His words caught in his throat, exhaustion rippling through him like tidal waves as his vision grew momentarily dark. Returning to awareness, he discovered himself being lead towards the jump seat by all three friends. Within, his double pulse raced rampant. Did... did he nearly pass out? No, no, he couldn't—

A uncomfortable tickle ran up the back of his throat. He involuntarily arched his back into the sturdy cushion, and coughed up a sum of excess regenerative energy, the portion expelled out of his blood stream and through his lungs after all cells had been properly repaired and replaced. It floated towards the upper atrium of the TARDIS in swirling, dainty tendrils. Jack, Rose, and Donna all watched soberly as it eventually dissipated in midair.

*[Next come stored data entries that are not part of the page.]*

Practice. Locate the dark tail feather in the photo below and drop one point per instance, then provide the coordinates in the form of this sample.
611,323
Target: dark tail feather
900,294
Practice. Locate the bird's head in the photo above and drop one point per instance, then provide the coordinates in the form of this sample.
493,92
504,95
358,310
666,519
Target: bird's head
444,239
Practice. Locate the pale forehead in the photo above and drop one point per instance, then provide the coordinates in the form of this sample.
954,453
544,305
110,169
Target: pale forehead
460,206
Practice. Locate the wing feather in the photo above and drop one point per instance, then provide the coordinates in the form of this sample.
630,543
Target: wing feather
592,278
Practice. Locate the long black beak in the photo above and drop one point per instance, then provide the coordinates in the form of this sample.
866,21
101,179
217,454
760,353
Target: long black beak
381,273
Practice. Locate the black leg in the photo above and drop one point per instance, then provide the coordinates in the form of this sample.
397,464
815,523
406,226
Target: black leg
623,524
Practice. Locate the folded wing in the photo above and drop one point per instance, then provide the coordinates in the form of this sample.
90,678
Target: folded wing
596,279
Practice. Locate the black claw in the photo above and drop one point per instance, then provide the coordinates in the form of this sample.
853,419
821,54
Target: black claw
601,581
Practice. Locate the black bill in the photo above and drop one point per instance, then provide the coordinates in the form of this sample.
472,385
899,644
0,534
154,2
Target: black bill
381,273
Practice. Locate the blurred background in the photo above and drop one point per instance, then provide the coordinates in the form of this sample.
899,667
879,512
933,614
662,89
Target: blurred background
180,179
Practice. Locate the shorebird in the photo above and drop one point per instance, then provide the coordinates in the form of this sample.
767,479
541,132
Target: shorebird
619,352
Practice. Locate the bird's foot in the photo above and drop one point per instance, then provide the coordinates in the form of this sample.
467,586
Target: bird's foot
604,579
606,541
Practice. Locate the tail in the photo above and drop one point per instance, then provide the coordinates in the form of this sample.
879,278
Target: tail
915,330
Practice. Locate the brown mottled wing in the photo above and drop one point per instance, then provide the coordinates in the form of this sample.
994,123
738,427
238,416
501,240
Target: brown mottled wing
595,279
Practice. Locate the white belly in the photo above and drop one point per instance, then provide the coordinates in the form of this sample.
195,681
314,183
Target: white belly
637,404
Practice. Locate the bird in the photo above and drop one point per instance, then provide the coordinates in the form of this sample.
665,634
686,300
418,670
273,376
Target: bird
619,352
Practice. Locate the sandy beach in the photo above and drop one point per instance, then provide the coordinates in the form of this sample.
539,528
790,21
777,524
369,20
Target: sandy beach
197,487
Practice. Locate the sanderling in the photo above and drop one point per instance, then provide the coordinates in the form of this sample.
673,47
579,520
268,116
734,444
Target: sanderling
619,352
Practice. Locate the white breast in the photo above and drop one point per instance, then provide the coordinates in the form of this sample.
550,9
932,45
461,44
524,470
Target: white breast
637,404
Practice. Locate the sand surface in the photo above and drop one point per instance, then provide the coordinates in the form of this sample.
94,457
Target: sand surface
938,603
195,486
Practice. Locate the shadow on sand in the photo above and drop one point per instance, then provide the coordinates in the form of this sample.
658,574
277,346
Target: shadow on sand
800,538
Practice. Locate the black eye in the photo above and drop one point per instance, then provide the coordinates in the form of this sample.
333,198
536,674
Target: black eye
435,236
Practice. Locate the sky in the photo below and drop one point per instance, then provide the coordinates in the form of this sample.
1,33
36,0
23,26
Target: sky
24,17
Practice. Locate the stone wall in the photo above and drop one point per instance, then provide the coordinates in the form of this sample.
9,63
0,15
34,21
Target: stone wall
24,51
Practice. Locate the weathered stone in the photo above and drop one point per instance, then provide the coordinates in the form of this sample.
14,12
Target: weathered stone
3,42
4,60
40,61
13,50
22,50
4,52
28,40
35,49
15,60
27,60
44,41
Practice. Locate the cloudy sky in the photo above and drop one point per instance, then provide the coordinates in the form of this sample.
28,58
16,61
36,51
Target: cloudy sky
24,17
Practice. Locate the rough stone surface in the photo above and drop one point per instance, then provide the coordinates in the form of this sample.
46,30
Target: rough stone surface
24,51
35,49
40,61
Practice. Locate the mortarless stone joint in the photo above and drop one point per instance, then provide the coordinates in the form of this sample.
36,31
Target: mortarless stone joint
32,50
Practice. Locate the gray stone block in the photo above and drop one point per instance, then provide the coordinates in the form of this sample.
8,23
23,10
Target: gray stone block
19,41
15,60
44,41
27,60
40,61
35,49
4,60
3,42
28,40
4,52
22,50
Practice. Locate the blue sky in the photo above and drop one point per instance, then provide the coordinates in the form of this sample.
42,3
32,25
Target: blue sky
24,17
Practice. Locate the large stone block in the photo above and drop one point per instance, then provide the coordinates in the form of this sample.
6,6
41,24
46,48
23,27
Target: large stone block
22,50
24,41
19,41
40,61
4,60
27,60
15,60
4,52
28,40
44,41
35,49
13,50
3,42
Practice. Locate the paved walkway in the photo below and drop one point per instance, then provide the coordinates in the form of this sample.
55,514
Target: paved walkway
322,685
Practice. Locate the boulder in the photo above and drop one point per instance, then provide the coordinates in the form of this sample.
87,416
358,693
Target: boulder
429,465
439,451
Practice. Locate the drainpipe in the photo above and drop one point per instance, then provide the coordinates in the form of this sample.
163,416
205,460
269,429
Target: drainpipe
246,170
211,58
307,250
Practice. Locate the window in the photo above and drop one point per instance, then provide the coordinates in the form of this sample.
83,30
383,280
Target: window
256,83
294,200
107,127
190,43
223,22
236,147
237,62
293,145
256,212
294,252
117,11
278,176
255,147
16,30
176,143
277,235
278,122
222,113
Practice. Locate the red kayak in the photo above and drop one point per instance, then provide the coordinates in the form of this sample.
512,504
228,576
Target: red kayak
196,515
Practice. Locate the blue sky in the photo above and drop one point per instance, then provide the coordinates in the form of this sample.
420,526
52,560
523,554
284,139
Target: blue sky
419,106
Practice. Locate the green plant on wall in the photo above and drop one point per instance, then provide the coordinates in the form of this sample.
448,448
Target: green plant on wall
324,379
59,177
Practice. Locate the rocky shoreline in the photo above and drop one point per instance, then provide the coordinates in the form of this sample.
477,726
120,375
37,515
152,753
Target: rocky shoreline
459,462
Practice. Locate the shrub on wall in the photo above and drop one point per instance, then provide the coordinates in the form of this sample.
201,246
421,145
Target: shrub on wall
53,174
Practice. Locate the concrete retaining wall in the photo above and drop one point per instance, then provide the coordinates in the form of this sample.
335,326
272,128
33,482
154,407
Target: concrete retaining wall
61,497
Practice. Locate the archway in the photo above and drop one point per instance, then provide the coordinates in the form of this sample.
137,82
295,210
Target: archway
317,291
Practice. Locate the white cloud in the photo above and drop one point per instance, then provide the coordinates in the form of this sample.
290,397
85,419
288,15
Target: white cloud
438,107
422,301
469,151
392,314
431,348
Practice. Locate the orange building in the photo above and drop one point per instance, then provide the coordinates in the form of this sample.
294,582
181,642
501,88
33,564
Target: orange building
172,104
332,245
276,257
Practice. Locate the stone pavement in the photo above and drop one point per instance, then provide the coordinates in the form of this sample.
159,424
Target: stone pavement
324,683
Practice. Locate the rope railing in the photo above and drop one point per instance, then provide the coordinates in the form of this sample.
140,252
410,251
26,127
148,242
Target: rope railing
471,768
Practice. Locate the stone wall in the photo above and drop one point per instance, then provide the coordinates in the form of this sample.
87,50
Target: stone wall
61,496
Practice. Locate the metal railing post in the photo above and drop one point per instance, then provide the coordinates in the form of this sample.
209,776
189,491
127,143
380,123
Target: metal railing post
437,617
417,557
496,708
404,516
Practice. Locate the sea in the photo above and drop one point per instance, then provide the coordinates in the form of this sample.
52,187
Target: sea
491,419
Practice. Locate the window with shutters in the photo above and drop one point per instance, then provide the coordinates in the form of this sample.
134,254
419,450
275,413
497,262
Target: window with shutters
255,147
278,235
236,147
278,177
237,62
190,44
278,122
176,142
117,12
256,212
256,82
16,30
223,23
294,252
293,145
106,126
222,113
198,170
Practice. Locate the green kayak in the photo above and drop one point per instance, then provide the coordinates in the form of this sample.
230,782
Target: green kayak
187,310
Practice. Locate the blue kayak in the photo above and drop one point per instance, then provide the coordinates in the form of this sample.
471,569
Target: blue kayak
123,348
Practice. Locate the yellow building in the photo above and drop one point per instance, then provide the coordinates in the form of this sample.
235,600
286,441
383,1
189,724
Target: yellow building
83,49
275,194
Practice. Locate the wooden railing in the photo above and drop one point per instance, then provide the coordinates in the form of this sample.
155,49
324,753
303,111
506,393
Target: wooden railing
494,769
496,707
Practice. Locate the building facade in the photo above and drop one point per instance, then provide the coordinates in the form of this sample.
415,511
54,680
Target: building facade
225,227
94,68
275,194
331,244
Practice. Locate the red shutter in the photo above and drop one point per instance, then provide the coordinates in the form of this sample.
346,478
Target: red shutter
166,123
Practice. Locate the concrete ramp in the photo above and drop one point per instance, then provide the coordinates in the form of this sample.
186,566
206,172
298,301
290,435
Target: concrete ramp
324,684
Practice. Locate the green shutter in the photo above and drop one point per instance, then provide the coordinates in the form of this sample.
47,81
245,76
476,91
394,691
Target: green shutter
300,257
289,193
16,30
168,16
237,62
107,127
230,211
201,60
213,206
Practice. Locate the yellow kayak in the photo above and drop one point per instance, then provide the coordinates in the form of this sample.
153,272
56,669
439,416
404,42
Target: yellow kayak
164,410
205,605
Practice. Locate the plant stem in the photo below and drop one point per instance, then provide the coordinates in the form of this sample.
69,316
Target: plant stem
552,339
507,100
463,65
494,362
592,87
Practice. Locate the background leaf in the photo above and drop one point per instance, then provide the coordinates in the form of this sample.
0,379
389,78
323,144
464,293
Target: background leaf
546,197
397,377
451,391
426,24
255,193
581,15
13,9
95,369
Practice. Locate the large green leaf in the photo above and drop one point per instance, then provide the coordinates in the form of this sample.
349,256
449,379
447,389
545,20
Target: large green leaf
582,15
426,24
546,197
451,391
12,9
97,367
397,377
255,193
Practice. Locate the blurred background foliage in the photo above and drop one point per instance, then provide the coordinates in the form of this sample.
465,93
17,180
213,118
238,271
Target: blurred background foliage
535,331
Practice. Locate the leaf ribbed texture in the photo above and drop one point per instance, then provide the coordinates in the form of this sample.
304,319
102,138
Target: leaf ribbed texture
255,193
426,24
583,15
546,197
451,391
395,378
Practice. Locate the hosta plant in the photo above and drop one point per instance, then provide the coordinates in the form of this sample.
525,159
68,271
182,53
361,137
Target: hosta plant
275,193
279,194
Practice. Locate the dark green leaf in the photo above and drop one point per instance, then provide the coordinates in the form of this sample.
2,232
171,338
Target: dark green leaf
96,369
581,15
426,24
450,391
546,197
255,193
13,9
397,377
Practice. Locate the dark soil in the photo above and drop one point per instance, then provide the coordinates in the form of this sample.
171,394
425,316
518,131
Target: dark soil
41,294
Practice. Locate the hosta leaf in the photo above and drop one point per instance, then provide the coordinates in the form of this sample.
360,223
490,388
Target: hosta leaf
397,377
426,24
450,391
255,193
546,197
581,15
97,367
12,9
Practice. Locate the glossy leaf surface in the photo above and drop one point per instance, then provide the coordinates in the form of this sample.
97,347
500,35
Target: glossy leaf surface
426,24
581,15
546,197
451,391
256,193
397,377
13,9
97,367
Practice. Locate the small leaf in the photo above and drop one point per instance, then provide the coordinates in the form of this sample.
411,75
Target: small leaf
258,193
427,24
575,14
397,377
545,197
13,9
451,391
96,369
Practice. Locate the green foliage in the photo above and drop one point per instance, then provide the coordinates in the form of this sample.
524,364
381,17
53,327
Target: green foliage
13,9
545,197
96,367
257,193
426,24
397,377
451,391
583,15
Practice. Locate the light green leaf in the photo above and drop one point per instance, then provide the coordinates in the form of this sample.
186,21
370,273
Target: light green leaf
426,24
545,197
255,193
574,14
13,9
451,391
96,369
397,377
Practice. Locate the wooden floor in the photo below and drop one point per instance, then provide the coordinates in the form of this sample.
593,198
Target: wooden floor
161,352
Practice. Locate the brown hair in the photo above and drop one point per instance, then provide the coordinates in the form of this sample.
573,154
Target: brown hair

"I can't go out there," he realized, the blinding truth of the matter impacting him like a boot to the face. "I- I can't leave the TARDIS."

"Why not?"

"Because? Because, if they got their hands on me in the state I'm in right now, they'd have disastrous power! Rose," he said, loosely grasping her arm like a lifeline as he felt his hold on consciousness weakening. "It's like the pilot fish. Remember those pilot fish? Listen, you can't let them find me in here! I'll try to shield myself, but that's no guarantee that- that..."

Just before he blacked out and his left heart stopped beating, the last five or so minutes of his memory replayed at rapid. Every decision, every footstep, every word. Briefly, he wondered what might have been, every turn or flip of the dial in time's enigmatic design. Every possibility, an infinitude of them.

But mostly, he wondered where he'd gotten it wrong.